Abstract

There is an urgent need for more efficient therapies for people infected with hepatitis C virus (HCV). HCV NS3 protease inhibitors have shown proof-of-concept in clinical trials, which make the virally encoded NS3 protease an attractive drug target. Product-based NS3 protease inhibitors comprising a P 1 C-terminal carboxylic acid have shown to be effective and we were interested in finding alternatives to this crucial carboxylic acid group.
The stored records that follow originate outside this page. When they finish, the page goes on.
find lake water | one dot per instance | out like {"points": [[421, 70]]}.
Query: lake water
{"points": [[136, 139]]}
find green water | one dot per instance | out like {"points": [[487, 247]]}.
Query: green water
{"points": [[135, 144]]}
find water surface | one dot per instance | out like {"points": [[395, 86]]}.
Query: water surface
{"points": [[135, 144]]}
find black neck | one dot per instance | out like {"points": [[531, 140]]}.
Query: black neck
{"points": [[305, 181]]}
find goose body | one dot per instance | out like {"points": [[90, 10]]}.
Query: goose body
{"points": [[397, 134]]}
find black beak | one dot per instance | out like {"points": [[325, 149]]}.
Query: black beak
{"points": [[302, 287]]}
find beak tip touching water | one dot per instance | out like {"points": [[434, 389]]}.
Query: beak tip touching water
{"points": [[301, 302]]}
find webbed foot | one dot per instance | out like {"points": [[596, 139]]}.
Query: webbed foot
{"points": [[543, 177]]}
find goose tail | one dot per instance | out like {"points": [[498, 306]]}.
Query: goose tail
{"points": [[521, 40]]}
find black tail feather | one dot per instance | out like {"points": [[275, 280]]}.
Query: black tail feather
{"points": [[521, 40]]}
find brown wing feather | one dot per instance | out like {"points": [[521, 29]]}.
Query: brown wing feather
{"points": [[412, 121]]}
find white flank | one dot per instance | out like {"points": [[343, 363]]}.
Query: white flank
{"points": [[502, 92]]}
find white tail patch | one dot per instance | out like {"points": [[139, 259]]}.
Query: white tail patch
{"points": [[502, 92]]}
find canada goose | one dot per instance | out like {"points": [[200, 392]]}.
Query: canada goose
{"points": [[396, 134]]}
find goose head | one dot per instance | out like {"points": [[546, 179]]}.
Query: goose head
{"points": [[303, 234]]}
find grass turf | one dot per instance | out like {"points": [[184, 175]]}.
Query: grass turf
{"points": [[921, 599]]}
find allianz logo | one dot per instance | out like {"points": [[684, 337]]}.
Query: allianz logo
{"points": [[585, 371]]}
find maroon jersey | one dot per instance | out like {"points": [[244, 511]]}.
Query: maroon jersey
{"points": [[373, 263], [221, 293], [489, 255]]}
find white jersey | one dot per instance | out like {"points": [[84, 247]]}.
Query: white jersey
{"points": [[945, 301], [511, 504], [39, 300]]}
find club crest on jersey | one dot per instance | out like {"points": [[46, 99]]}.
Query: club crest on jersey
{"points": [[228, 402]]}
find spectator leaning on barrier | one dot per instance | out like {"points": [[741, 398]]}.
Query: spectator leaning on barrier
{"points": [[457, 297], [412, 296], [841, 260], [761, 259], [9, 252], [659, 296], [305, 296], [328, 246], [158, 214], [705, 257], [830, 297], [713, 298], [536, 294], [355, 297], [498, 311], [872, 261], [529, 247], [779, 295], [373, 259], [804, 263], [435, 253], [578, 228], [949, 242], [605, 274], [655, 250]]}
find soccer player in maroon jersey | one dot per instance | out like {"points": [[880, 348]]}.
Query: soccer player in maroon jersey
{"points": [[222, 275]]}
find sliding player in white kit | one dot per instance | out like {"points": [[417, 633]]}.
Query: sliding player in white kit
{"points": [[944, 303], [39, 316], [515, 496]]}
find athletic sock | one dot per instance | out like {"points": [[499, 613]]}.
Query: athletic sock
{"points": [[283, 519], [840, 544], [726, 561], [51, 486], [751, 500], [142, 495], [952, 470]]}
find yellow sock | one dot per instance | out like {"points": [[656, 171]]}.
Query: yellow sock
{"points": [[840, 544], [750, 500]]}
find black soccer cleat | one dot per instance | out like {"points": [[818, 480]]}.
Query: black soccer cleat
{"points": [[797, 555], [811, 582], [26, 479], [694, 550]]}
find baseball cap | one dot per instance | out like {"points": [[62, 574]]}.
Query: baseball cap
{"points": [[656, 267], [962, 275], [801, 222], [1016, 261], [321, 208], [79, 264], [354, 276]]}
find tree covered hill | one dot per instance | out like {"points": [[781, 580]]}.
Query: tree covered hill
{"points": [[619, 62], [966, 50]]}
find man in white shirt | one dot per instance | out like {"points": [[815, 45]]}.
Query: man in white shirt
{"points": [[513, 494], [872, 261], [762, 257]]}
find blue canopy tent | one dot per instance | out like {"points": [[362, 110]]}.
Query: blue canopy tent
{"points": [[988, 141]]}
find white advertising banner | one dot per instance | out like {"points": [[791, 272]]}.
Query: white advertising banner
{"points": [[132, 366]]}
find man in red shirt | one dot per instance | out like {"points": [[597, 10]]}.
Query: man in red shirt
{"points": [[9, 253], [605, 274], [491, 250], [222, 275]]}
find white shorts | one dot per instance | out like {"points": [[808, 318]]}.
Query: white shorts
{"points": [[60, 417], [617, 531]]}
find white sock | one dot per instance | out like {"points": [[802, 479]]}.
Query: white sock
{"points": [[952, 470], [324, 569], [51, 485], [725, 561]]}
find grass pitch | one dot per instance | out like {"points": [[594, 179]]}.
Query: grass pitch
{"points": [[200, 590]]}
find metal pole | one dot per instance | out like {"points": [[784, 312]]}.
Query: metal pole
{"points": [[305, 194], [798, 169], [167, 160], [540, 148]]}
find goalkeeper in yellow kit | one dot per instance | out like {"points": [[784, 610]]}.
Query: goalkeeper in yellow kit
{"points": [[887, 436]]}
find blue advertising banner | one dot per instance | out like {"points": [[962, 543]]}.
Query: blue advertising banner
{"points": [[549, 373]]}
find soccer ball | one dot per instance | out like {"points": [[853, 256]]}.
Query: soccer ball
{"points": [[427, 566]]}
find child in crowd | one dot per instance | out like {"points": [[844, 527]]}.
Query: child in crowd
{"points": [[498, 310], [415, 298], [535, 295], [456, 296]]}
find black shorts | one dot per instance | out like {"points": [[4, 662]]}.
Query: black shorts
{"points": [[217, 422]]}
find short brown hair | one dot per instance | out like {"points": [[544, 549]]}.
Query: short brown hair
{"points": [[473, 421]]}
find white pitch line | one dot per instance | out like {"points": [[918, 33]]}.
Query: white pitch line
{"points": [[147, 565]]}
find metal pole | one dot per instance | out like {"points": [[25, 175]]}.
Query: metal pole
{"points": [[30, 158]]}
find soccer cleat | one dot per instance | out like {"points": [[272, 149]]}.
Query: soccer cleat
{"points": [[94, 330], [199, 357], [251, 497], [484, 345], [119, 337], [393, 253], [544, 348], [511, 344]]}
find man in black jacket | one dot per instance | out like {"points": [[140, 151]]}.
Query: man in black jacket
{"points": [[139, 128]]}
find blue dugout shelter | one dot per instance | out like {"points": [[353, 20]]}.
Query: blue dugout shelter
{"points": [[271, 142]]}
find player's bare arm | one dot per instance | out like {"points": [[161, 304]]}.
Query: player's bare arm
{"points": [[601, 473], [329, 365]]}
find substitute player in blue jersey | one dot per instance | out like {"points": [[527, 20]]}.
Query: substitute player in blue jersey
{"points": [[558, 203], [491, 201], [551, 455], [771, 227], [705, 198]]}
Thus, a series of diverse P 1 functional groups with different acidity and with possibilities to form a similar, or an even more powerful, hydrogen bond network as compared to the carboxylic acid were synthesized and incorporated into potential inhibitors of the NS3 protease. Biochemical evaluation of the inhibitors was performed in both enzyme and cell-based assays. Several non-acidic C-terminal groups, such as amides and hydrazides, were evaluated but failed to produce inhibitors more potent than the corresponding carboxylic acid inhibitor. The tetrazole moiety, although of similar acidity to a carboxylic acid, provided an inhibitor with mediocre potencies in both assays. However, the acyl cyanamide and the acyl sulfinamide groups rendered compounds with low nanomolar inhibitory potencies and were more potent than the corresponding carboxylic acid inhibitor in the enzymatic assay. Additionally, results from a pH-study suggest that the P 1 C-terminal of the inhibitors comprising a carboxylic acid, an acyl sulfonamide or an acyl cyanamide group binds in a similar mode in the active site of the NS3 protease.